Amazon has established itself as a dominant player in various industries, thanks to its commitment to innovation and customer experiences. The company leads in e-commerce, bolstered by an efficient logistics network that ensures fast, free shipping and an extensive marketplace. Additionally, Amazon Web Services has become a key player in the cloud computing arena, particularly benefiting from advancements in artificial intelligence. The company is also diversifying into digital advertising and has made inroads into the healthcare and autonomous driving sectors.
Amazon enjoys a robust competitive advantage, or economic moat, characterized by its strong brand reputation, cost efficiency, high switching costs for customers, and a significant network effect. With considerable technological expertise and substantial financial resources, Amazon is well-equipped to maintain its competitive edge.

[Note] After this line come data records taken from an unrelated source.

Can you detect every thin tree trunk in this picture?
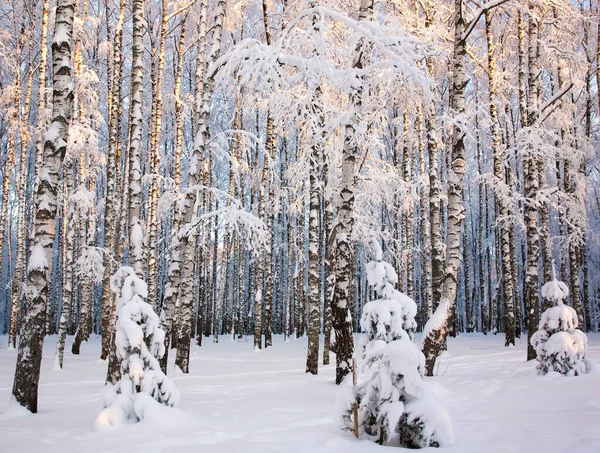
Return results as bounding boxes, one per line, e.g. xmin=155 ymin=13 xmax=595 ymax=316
xmin=100 ymin=0 xmax=125 ymax=360
xmin=306 ymin=87 xmax=325 ymax=374
xmin=128 ymin=0 xmax=144 ymax=275
xmin=12 ymin=0 xmax=75 ymax=413
xmin=175 ymin=0 xmax=226 ymax=373
xmin=331 ymin=0 xmax=374 ymax=385
xmin=485 ymin=12 xmax=515 ymax=346
xmin=161 ymin=0 xmax=208 ymax=372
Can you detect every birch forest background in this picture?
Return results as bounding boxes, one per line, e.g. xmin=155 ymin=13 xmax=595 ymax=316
xmin=0 ymin=0 xmax=600 ymax=412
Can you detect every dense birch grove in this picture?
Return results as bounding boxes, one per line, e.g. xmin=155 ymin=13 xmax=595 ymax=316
xmin=0 ymin=0 xmax=600 ymax=412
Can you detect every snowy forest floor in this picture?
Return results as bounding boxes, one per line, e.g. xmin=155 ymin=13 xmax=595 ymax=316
xmin=0 ymin=334 xmax=600 ymax=453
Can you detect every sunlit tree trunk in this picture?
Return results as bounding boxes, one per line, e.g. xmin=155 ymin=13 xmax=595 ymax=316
xmin=175 ymin=0 xmax=226 ymax=373
xmin=331 ymin=0 xmax=374 ymax=384
xmin=100 ymin=0 xmax=125 ymax=360
xmin=485 ymin=12 xmax=515 ymax=346
xmin=12 ymin=0 xmax=75 ymax=413
xmin=127 ymin=0 xmax=144 ymax=275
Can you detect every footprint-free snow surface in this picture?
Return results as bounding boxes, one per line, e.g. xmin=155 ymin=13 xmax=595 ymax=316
xmin=0 ymin=334 xmax=600 ymax=453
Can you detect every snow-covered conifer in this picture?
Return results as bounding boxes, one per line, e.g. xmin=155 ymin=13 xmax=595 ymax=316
xmin=531 ymin=265 xmax=587 ymax=376
xmin=359 ymin=242 xmax=417 ymax=360
xmin=96 ymin=267 xmax=179 ymax=427
xmin=338 ymin=246 xmax=454 ymax=448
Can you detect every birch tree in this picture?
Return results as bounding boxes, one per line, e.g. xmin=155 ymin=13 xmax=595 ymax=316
xmin=12 ymin=0 xmax=75 ymax=413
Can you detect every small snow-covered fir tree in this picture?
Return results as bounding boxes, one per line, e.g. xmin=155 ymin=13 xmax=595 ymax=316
xmin=531 ymin=265 xmax=587 ymax=376
xmin=338 ymin=242 xmax=454 ymax=448
xmin=96 ymin=267 xmax=179 ymax=427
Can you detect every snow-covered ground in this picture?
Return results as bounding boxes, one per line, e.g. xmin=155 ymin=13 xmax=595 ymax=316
xmin=0 ymin=334 xmax=600 ymax=453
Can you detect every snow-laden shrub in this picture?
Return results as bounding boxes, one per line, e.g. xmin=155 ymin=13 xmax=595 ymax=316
xmin=95 ymin=267 xmax=179 ymax=427
xmin=531 ymin=268 xmax=587 ymax=376
xmin=338 ymin=249 xmax=454 ymax=448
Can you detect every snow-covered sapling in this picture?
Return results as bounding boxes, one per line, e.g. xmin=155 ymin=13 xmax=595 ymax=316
xmin=531 ymin=266 xmax=587 ymax=376
xmin=337 ymin=247 xmax=454 ymax=448
xmin=96 ymin=267 xmax=179 ymax=427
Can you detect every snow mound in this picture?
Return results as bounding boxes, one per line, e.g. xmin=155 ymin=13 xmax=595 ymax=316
xmin=531 ymin=268 xmax=592 ymax=376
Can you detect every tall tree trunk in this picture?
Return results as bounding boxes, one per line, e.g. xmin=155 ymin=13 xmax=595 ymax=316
xmin=12 ymin=0 xmax=75 ymax=413
xmin=175 ymin=0 xmax=226 ymax=373
xmin=423 ymin=0 xmax=476 ymax=376
xmin=100 ymin=0 xmax=125 ymax=360
xmin=331 ymin=0 xmax=374 ymax=384
xmin=128 ymin=0 xmax=144 ymax=275
xmin=306 ymin=86 xmax=325 ymax=374
xmin=485 ymin=8 xmax=515 ymax=346
xmin=524 ymin=3 xmax=541 ymax=360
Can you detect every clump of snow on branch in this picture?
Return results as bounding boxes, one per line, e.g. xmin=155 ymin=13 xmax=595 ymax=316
xmin=95 ymin=267 xmax=179 ymax=428
xmin=531 ymin=265 xmax=587 ymax=376
xmin=76 ymin=246 xmax=104 ymax=285
xmin=337 ymin=242 xmax=454 ymax=448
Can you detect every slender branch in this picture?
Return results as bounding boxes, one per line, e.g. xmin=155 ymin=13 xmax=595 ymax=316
xmin=462 ymin=0 xmax=510 ymax=41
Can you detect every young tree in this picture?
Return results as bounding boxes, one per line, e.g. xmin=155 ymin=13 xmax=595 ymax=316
xmin=531 ymin=265 xmax=587 ymax=376
xmin=338 ymin=244 xmax=454 ymax=448
xmin=95 ymin=267 xmax=179 ymax=427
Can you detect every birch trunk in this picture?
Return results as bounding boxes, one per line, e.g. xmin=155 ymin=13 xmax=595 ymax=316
xmin=175 ymin=0 xmax=226 ymax=373
xmin=306 ymin=87 xmax=325 ymax=374
xmin=0 ymin=122 xmax=21 ymax=349
xmin=100 ymin=0 xmax=125 ymax=360
xmin=524 ymin=4 xmax=540 ymax=360
xmin=128 ymin=0 xmax=144 ymax=275
xmin=331 ymin=0 xmax=374 ymax=385
xmin=423 ymin=0 xmax=469 ymax=376
xmin=12 ymin=0 xmax=75 ymax=413
xmin=485 ymin=12 xmax=515 ymax=346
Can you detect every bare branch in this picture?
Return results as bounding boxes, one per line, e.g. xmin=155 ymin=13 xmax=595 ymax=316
xmin=462 ymin=0 xmax=510 ymax=41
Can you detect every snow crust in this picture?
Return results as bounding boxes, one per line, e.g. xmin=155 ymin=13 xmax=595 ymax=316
xmin=0 ymin=333 xmax=600 ymax=453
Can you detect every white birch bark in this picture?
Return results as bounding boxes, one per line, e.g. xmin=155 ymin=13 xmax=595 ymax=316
xmin=12 ymin=0 xmax=75 ymax=413
xmin=175 ymin=0 xmax=227 ymax=373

In contrast, Costco’s appeal lies in its straightforward business model and dedicated customer base. Known for offering high-quality goods at low prices in a no-frills environment, Costco’s strategy revolves around minimal mark-ups on products. Its membership-driven model compels consumers to pay annual fees for access to its warehouses, thereby fostering loyalty and consistent spending at Costco. This model has generated a reliable revenue stream, with the company reporting $1.3 billion in membership fees during the first quarter of its fiscal year 2026.
Costco’s financial health is evident, with net income increasing by 241% from fiscal 2015 to fiscal 2025. This consistent growth allows the company to provide not only regular dividends but also special one-time payouts to shareholders, enhancing investor returns.
While both companies offer substantial value to their customers and feature strong competitive positions, key factors like valuation and growth potential may sway investors. Amazon’s shares currently trade at a price-to-earnings (P/E) ratio of 32.6, a contrast to Costco’s higher P/E multiple of 46.3, presenting a more attractive valuation for Amazon.
Moreover, Amazon stands out in terms of growth optionality. Unlike Costco, which operates within a predictable business model, Amazon is positioned at the intersection of various groundbreaking technological trends. This unique standing not only diversifies its growth drivers but also enhances its potential for rapid earnings growth in the years to come.
Investors are encouraged to monitor both companies, but current analysis suggests that Amazon may hold a more compelling case for investment due to its valuation and extensive growth avenues.